A heart disease diagnosis doesn't guarantee you will need heart surgery, so it's crucial to get clarification from your doctor. Bypass surgery and stenting procedures still do a great job of preserving life for patients who have had or are at risk for a heart attack. However, fewer patients are undergoing heart surgery than in years past. Studies have shown that interventional and medical therapies can be just as effective for people with blocked arteries. Plus, some heart specialists now collaborate on a case-by-case basis to determine whether surgery is actually necessary.
What Other Treatment Options Are Available?

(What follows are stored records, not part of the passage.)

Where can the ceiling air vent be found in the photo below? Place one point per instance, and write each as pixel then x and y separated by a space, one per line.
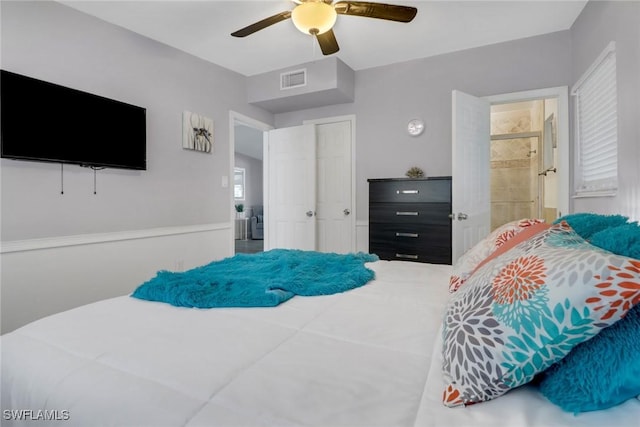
pixel 291 79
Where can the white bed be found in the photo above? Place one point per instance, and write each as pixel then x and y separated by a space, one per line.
pixel 366 357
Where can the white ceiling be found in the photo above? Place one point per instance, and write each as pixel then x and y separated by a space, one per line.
pixel 203 28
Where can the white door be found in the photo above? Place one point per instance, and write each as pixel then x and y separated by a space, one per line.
pixel 290 190
pixel 471 201
pixel 335 228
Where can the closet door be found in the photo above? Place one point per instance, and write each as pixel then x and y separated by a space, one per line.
pixel 471 199
pixel 309 188
pixel 290 189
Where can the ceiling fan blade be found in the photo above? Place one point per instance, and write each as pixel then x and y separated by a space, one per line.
pixel 260 25
pixel 328 42
pixel 389 12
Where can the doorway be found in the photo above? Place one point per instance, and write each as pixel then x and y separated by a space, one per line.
pixel 471 202
pixel 247 152
pixel 522 161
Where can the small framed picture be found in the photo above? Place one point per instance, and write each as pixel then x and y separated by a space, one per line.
pixel 197 132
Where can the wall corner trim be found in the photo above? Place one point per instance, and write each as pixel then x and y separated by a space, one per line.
pixel 88 239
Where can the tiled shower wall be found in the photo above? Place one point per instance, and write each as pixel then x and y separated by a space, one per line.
pixel 514 164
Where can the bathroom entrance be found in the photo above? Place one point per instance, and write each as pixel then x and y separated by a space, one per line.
pixel 523 158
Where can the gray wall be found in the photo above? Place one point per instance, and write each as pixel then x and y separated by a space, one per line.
pixel 386 98
pixel 52 42
pixel 598 24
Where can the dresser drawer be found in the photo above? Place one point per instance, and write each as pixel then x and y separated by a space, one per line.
pixel 410 191
pixel 407 213
pixel 421 236
pixel 433 256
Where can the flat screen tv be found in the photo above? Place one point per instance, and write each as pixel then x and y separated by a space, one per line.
pixel 42 121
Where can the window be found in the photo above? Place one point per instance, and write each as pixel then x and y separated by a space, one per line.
pixel 238 183
pixel 596 127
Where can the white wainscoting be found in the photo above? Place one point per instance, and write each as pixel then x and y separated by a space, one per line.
pixel 362 236
pixel 46 276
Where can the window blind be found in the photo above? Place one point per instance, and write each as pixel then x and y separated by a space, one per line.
pixel 597 126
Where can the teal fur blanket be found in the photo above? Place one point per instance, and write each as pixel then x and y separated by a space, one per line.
pixel 259 280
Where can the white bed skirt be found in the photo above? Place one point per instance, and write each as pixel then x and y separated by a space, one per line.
pixel 367 357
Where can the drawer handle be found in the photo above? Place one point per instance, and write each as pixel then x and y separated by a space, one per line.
pixel 407 235
pixel 406 256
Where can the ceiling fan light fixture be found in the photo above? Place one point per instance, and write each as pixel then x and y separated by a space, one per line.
pixel 314 17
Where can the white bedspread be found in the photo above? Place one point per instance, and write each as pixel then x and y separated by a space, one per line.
pixel 361 358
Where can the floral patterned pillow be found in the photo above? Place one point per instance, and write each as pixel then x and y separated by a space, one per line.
pixel 527 308
pixel 468 262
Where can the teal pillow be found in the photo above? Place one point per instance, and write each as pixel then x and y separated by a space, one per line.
pixel 604 371
pixel 621 240
pixel 586 224
pixel 599 373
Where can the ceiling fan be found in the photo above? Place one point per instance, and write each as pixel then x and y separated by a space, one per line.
pixel 317 17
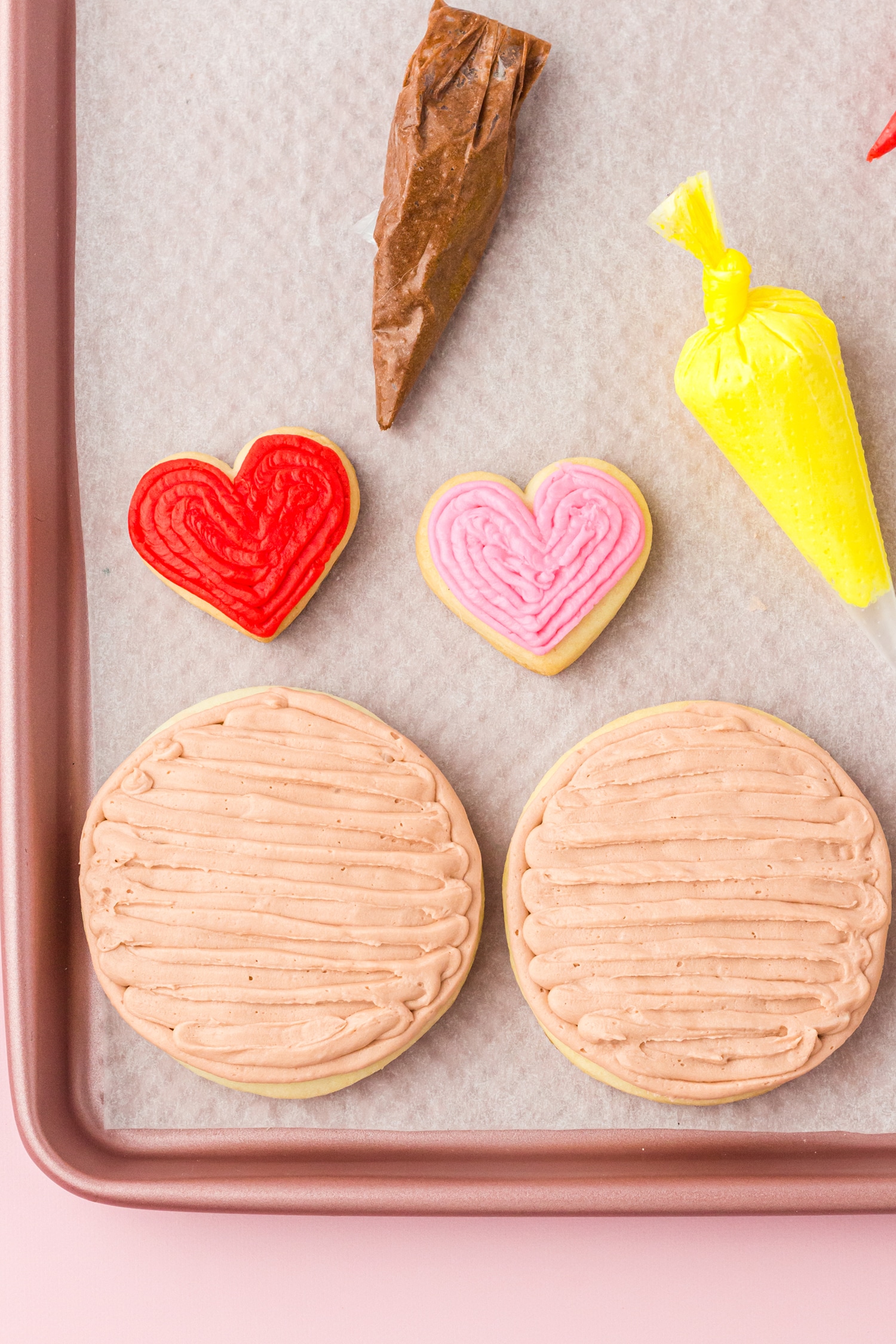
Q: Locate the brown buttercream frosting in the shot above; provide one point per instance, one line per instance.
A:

More than ever before, minimally invasive procedures have become an alternative or even preferred option in the management of patients with heart disease. Your doctor may recommend such a procedure based on your specific condition. For example, Transcatheter Aortic Valve Replacement (TAVR) and Transcatheter Mitral Valve Repair with MitraClip are minimally invasive procedures that can help patients with severe aortic stenosis or mitral regurgitation, respectively. When traditional medical therapy, surgery or minimally invasive procedures are not an option, patients may be eligible to participate in clinical trials performed by academic medical centers, which can give patients access to even more innovative and interventional treatments.
"Heart disease is an exciting, dynamic field with many advances in the last five to 10 years," Dr. Mason said. "But there are still unanswered questions and opportunities for advancement. At the Froedtert & MCW health network, we tailor solutions to each patient, and when traditional medical therapy is not an option, patients are considered for alternative, innovative therapies and clinical trials."